(492a) Facile, High-Yield Synthesis of Nanocrystalline ZSM-5 Rich in Framework Aluminum

Mortola, V., Universidade Federal de São Carlos
Ferreira, A., Universidade Federal de São Carlos
Fedeyko, J., Johnson Matthey Inc.
Bueno, J., Universidade Federal de São Carlos
Kung, M. C., Northwestern University
Downing, C., Northwestern University
Kung, H. H., Northwestern University

Highly crystalline nanosize ZSM-5 particles, rich in framework Al content (Si/Al=25) and low in the degree of intergrowth were synthesized with only 2 h hydrothermal treatment at 165 C by using NaCl as the precursor for Na ion, in a solution where the Na/Al ratio was unity. The product yield was 75%. In contrast, replacing NaCl with the same concentration of NaOH resulted in no solid formation in 2 h. Solids were formed by extending the hydrothermal synthesis time to 24 h, but particles of extensive intergrown nanocrystalline ZSM-5 were formed, and the product yield was low, in part caused by quartz formation.

For synthesis with NaCl, the time of addition also has a dramatic effect on the morphology, uniformity, yield and time of formation of ZSM-5 nanocrystallites. When added at the beginning of the synthesis, 60 nm primary particles (as determined by TEM, SEM, and X-ray line broadening), with high aluminum contents (Si/Al = 25) that aggregated into discrete 100-150 nm cubic clusters were obtained. If NaCl was added 20 min later, no solid could be collected after 2 h crystallization.

The short duration of crystallization of ZSM-5 using the synthesis procedure where NaCl was added at the beginning of the synthesis suggested a possible atypical crystallization mechanism. In order to gain insight on this, solids were collected at different stages of the synthesis for detailed spectroscopic characterization. 27Al MAS NMR characterization of the solids showed that Al ions remained almost exclusively in a tetrahedral coordination throughout the first 2 h of synthesis.
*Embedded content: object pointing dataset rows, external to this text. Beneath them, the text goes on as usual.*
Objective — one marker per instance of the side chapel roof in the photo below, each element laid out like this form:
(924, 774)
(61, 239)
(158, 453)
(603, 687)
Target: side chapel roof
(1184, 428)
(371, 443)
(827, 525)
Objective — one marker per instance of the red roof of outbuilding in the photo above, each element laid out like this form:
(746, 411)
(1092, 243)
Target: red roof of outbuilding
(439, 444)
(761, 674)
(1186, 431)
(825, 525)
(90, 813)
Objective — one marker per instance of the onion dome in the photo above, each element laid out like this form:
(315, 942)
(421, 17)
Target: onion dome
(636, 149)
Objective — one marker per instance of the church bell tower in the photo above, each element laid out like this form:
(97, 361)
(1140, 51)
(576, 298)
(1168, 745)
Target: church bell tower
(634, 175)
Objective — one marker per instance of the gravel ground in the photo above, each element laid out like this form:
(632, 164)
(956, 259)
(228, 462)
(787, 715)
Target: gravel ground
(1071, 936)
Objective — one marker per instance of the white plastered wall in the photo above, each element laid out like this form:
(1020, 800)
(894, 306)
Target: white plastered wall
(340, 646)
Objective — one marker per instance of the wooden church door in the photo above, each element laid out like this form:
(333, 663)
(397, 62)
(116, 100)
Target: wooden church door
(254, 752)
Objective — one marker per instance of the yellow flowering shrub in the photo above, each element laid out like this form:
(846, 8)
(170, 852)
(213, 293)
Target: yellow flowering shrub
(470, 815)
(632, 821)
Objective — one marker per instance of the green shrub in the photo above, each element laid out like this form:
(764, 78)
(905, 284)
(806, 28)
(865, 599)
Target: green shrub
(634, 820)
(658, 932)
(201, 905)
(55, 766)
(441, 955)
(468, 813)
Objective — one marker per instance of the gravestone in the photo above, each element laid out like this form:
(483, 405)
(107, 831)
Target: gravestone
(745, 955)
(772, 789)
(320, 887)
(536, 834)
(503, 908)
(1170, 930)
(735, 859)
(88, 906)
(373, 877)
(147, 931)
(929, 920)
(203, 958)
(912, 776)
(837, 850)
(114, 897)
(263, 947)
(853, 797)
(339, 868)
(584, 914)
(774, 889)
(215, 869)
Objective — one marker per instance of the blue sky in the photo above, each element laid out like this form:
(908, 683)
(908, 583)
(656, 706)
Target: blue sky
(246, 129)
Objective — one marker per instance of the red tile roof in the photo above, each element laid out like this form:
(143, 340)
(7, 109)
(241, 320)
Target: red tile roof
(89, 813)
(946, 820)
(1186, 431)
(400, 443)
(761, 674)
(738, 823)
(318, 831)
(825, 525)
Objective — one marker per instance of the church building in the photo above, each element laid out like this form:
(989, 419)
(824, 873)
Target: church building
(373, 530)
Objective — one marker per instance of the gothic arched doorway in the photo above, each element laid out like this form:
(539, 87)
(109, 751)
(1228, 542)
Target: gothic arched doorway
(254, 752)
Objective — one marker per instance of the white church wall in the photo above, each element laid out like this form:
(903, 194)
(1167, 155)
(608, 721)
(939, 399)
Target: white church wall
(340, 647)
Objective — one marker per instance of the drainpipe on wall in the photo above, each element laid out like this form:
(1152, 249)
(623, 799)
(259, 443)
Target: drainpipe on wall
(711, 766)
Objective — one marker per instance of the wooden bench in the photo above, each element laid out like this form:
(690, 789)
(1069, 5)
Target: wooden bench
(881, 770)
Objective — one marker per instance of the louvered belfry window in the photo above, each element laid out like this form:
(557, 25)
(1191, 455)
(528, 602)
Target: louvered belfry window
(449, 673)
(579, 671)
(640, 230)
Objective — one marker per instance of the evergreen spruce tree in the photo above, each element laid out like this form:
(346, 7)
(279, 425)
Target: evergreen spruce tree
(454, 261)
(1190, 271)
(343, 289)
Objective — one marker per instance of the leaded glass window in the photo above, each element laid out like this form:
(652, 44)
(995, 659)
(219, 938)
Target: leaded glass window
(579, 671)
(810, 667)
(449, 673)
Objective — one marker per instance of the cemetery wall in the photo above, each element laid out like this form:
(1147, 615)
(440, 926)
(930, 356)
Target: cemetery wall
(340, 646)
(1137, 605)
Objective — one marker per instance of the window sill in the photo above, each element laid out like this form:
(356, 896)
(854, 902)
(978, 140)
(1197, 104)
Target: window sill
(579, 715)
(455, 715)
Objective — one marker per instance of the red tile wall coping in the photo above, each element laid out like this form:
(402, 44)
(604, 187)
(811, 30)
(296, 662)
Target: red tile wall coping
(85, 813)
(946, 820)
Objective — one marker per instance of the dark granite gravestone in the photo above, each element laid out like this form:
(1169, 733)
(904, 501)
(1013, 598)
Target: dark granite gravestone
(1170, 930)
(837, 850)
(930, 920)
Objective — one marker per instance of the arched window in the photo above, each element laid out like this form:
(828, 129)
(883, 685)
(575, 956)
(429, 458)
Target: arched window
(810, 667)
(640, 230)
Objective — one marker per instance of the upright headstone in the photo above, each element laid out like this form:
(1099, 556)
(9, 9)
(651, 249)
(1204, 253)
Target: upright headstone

However, based on 29Si MAS NMR, only Q2 Si species was found up to 1.5 h of synthesis. At 1.75 h, small amounts of Q3 and Q4 species could be detected, and at 2 h, the dominant species became Q4. Similar rapid changes at around 1.75 h of synthesis were also observed in IR spectra, which showed vibrations associated with the framework and crystalline pentasil rings rapidly increased in intensity from 1.75h to 2h. The data suggested that crystallization of these ~60 nm ZSM-5 nanocrystallites occurred via an abrupt, unconventional solid phase transformation.